The film doesn't recoil at the blood-letting casualties, and the intensity of waiting for a land- mine to explode at any moment is excruciatingly taxing, although Hui doesn't intend to let those scenes to be too startling with long cues as a ballast. The murky and repressing air engulfs lives without hope, except fro Cam Nuong, she is precocious but has yet been contaminated by the vice around her, sincere laughters can still burst out between her and Shiomi, Season Ma injects a spirited purity and spunky pizazz into Cam Nuong in her career-debut performance. George Lam exhibits an affable persona as an outsider involuntarily elevated to be a true hero with unyielding ethical virtues.
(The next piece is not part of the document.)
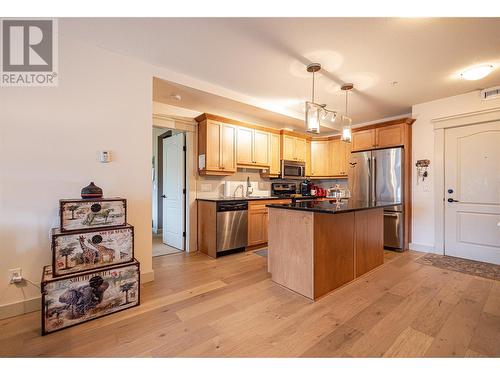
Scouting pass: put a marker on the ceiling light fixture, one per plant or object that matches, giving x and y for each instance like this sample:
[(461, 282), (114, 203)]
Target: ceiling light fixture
[(346, 135), (315, 113), (477, 72)]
This is also Andy Lau's screen-debut too, the subplot around him can evoke quite a harrowing weep. Cora Miao, who play's a 40-year-old mistress using her body as the leverage of survival under the tumultuous situation, configures a mesmerising presence with intriguing back-stories left unfinished. Mengshi Qi is Nguyen, the bureaucrat who finds a camaraderie in Shiomi, represents both the executioner and the victim of the government, his poetic reflection "The revolution of Vietnamese is successful, but my own revolution fails" - narrated beautifully with a golden sunset in the background.
The production looks a bit dated by today's standards, and certain editing hiccups are rather noticeable but if we can be impartial to the story's pejorative nature regarding to the Communist regime, the film is a well-considered ode to humanity and altruism when it is urgently needed, also more remarkably, it would be an impossible task for Ann Hui to get a green light under today's cinematic weather neither in mainland China nor in Hong Kong.